Opinion
9074 Index 157948/13
04-23-2019
Herzfeld & Rubin, P.C., New York (Linda M. Brown of counsel), for appellant. Zachary W. Carter, Corporation Counsel, New York (Jeremy W. Shweder of counsel), for respondent.
Herzfeld & Rubin, P.C., New York (Linda M. Brown of counsel), for appellant.
Zachary W. Carter, Corporation Counsel, New York (Jeremy W. Shweder of counsel), for respondent.
Renwick, J.P., Gische, Webber, Singh, JJ.
Order, Supreme Court, New York County (Alexander M. Tisch, J.), entered April 27, 2018, which granted defendant City's motion for summary judgment dismissing the complaint and cross claims against it, unanimously affirmed, without costs.

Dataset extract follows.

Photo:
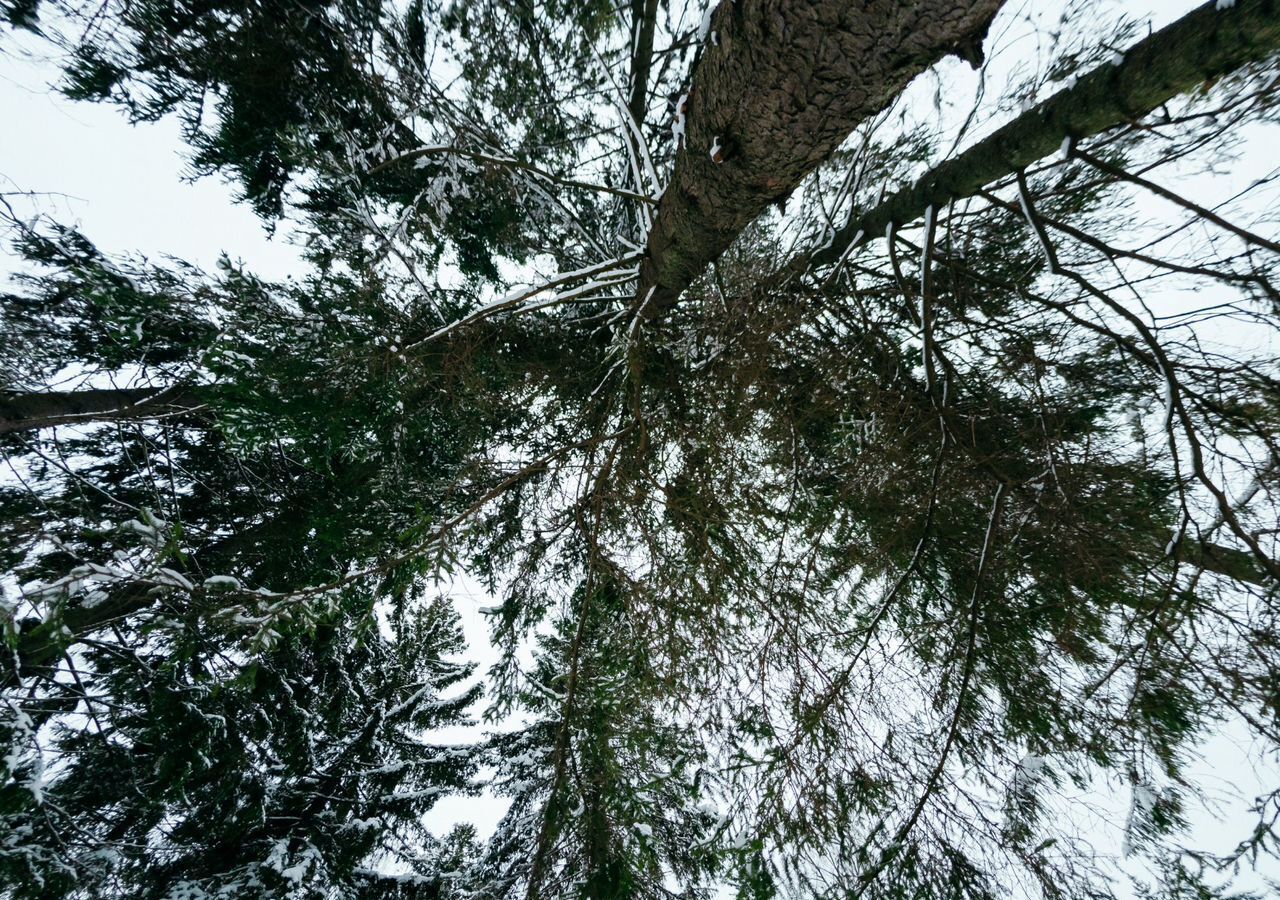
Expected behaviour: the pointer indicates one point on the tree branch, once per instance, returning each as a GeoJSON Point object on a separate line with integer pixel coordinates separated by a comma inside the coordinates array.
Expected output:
{"type": "Point", "coordinates": [1206, 44]}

The City established that it did not own or control the walkway on which the decedent (whose death was unrelated to the alleged incident) allegedly tripped and fell into a hole by submitting a deed showing that the property belonged to defendant Housing Authority (N.Y.CHA). The City also established that it did not cause or create the condition by submitting records showing that it did not perform any work in the area during the relevant period (see Balsam v. Delma Eng'g Corp., 139 A.D.2d 292, 296–297, 532 N.Y.S.2d 105 [1st Dept. 1988], lv. dismissed in part, denied in part 73 N.Y.2d 783, 536 N.Y.S.2d 741, 533 N.E.2d 671 [1988] ). One service request in the vicinity of the accident site identified by plaintiff and NYCHA concerned a hole created by an undersized steel plate or manhole cover in a playground. However, the decedent's deposition testimony made no mention of a steel plate, and the decedent testified that the hole he fell on was on the walkway, not in a playground.

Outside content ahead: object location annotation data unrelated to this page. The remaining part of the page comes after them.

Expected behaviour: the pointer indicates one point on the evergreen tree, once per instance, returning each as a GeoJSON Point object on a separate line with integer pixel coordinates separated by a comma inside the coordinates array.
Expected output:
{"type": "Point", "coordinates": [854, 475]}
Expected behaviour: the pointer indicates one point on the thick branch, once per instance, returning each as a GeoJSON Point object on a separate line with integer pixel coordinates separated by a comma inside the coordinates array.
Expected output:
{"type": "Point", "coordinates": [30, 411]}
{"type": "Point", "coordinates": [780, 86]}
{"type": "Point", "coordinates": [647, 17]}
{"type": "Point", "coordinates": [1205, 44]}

Contrary to NYCHA's contention, the City's sewer easement running under the walkway does not impose a duty on the City to maintain or repair the sidewalk, which, according to the unrefuted testimony of a witness, is at least 10 or 20 feet above the easement, unless the easement causes the dangerous condition. The City established that there is no evidence that the hole that caused the accident was related in any way to the easement. In opposition, NYCHA failed to present evidence sufficient to raise an issue of fact as to the cause or creation of the hole.
Contrary to NYCHA's further contention, responsibility for maintaining the walkway in a reasonably safe condition cannot be imposed upon the City on the ground that the City derives a special benefit from the public property, because the public benefits from the easement (see Kaufman v. Silver, 90 N.Y.2d 204, 207, 659 N.Y.S.2d 250, 681 N.E.2d 417 [1997] ).
We have considered NYCHA's remaining arguments and find them unavailing.